With the shareholder vote on Michael S. Dell's proposed takeover of Dell Inc. (NASDAQ: DELL) about a month away, it's not surprising that he and private equity firm Silver Lake are battling to fight off opponents of the deal, namely activist investor Carl Icahn.
Wall Street analysts and money managers and pundits may say it's all about which is the best deal, and perhaps it is. But undoubtedly, a major reason for the go-private effort is very understandable to others who have built companies from scratch, according to Brian Hamilton, chairman of Sageworks, a financial information company.
"When entrepreneurs start a company and as they grow it, many hope that they'll see a strong relationship between what the business is doing now, or what it's doing 10 years from now, and how the company is valued, the happiness of their customers, the happiness of their employees," Hamilton said.
But it seems that when you're running a publicly traded company, a short-term focus on what's happening today to the stock price and what's going to happen when you disclose your quarterly results can take hold, and it doesn't allow senior management as much freedom to plan for and take steps for the long run. The focus on what investors think and what they might do to the company's valuation can take the spotlight away from managing and planning the business strategy for the short run, the intermediate term, and the long run, according to Hamilton.
"Right now, Mr. Dell is faced with a conundrum," Hamilton said. "He must fundamentally change his business model, but he also has to face the stock market every quarter to provide earnings and estimates. He needs some breather time to reconstruct and rebuild his business, which is very difficult when you're publicly traded."
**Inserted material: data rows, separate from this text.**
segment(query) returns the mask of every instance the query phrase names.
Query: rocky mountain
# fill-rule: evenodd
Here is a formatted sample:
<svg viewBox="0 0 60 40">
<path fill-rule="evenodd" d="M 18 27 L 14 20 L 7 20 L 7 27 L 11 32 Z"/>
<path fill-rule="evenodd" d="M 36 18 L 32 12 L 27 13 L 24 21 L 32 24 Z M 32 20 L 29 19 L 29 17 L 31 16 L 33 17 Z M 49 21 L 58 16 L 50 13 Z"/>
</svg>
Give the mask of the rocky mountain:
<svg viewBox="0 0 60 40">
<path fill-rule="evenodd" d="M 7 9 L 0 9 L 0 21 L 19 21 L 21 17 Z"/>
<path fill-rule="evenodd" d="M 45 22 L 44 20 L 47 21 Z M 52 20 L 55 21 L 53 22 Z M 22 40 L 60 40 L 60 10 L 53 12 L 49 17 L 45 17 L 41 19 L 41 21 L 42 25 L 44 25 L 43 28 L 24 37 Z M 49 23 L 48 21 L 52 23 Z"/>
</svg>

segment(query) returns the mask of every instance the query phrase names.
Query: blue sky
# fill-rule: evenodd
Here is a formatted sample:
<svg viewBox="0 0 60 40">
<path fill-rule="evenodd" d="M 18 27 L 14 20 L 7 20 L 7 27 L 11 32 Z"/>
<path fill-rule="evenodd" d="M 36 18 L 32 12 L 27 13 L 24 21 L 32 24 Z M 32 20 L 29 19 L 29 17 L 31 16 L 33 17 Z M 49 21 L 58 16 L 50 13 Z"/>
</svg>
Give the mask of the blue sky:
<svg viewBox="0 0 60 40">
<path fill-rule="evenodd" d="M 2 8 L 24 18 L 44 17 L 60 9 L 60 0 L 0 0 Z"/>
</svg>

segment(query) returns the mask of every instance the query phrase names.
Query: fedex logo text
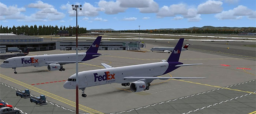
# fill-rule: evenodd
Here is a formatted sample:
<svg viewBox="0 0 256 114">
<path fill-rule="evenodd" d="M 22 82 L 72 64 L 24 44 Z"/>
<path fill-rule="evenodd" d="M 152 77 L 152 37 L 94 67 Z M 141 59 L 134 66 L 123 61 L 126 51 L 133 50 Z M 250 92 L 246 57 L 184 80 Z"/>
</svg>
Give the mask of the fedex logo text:
<svg viewBox="0 0 256 114">
<path fill-rule="evenodd" d="M 107 80 L 106 83 L 109 83 L 115 81 L 115 80 L 111 81 L 108 81 L 108 80 L 116 79 L 114 77 L 116 74 L 113 73 L 113 74 L 109 74 L 110 73 L 109 71 L 105 72 L 104 73 L 105 73 L 105 75 L 103 75 L 103 76 L 99 75 L 98 76 L 98 73 L 94 73 L 93 75 L 94 76 L 94 82 L 96 82 L 97 80 L 99 82 L 102 81 Z M 97 79 L 98 80 L 97 80 Z"/>
<path fill-rule="evenodd" d="M 97 44 L 95 44 L 95 45 L 91 45 L 91 47 L 93 48 L 95 48 L 95 47 L 98 47 L 99 45 L 97 45 Z"/>
<path fill-rule="evenodd" d="M 145 87 L 146 87 L 146 86 L 144 85 L 143 85 L 142 86 L 139 86 L 139 87 L 140 87 L 140 88 L 145 88 Z"/>
<path fill-rule="evenodd" d="M 174 54 L 178 54 L 178 53 L 180 53 L 180 51 L 179 50 L 173 50 L 173 53 Z"/>
<path fill-rule="evenodd" d="M 34 57 L 30 58 L 30 59 L 28 60 L 25 60 L 24 58 L 21 58 L 21 64 L 23 64 L 23 63 L 26 64 L 28 63 L 38 63 L 38 59 L 35 59 Z"/>
</svg>

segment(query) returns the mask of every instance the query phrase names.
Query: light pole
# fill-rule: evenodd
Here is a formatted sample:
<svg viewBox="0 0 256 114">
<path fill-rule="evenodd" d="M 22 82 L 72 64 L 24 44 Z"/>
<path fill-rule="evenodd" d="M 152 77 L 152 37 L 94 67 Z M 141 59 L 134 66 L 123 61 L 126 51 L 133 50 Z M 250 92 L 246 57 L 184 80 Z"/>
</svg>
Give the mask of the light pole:
<svg viewBox="0 0 256 114">
<path fill-rule="evenodd" d="M 139 42 L 140 41 L 140 25 L 139 25 L 139 41 L 138 41 L 138 50 L 139 50 Z"/>
<path fill-rule="evenodd" d="M 78 111 L 79 111 L 79 109 L 78 108 L 78 38 L 77 38 L 77 9 L 80 9 L 80 10 L 82 10 L 82 5 L 72 5 L 72 9 L 73 10 L 75 10 L 76 12 L 76 114 L 78 114 Z"/>
</svg>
In fact, Michael Dell said as much in a recent SEC filing. In the filing, Dell acknowledges a radical transformation of the company is necessary to preserve operating income from the PC market and to invest in opportunities in software and services.
"These steps in Dell's transformation are needed to restore the Company to health in the long-term. [underlining in the original] In the short-term, however, they are likely to lower gross margins, raise the Company's operating expenses and raise capital expenditures, resulting in lower earnings," Dell says in the filing.
He goes on to note that a continuing drop in Dell's stock price could hurt customer perception and employee retention. Taking a more cautious approach because of the public share price, he said, "hurts the speed and efficacy of the transformation and is not good for the long-term health of the Company."
Hamilton noted that Dell is currently valued at roughly 40 cents for every sales dollar, based on trailing sales. That valuation is a little bit low, and that's certainly likely to be a source of stress for the founder, Hamilton said.
"Dell has positive cash flow and earnings and a healthy net profit margin," Hamilton said. "Sales dropped 8 percent in the most recent period, which is troubling. However, looking at their flat but consistently strong profit margins, Dell appears to have enough cash to rebuild, even though they may not have the same access to capital as they would as a publicly traded company."
The allure of escaping life on the stock exchange seems to be fairly common among founders of publicly traded companies that lose their way. Just since 2012, Best Buy Inc. (NYSE: BBY) and Barnes & Noble's (NYSE: BKS) founders have launched buyout efforts, although Best Buy's was scrapped.
And it's a reason, Hamilton noted, that a lot of companies stay private. "It's because they want to think of the short run, the intermediate run and the long run valuation and performance rather than literally just hourly performance," he said.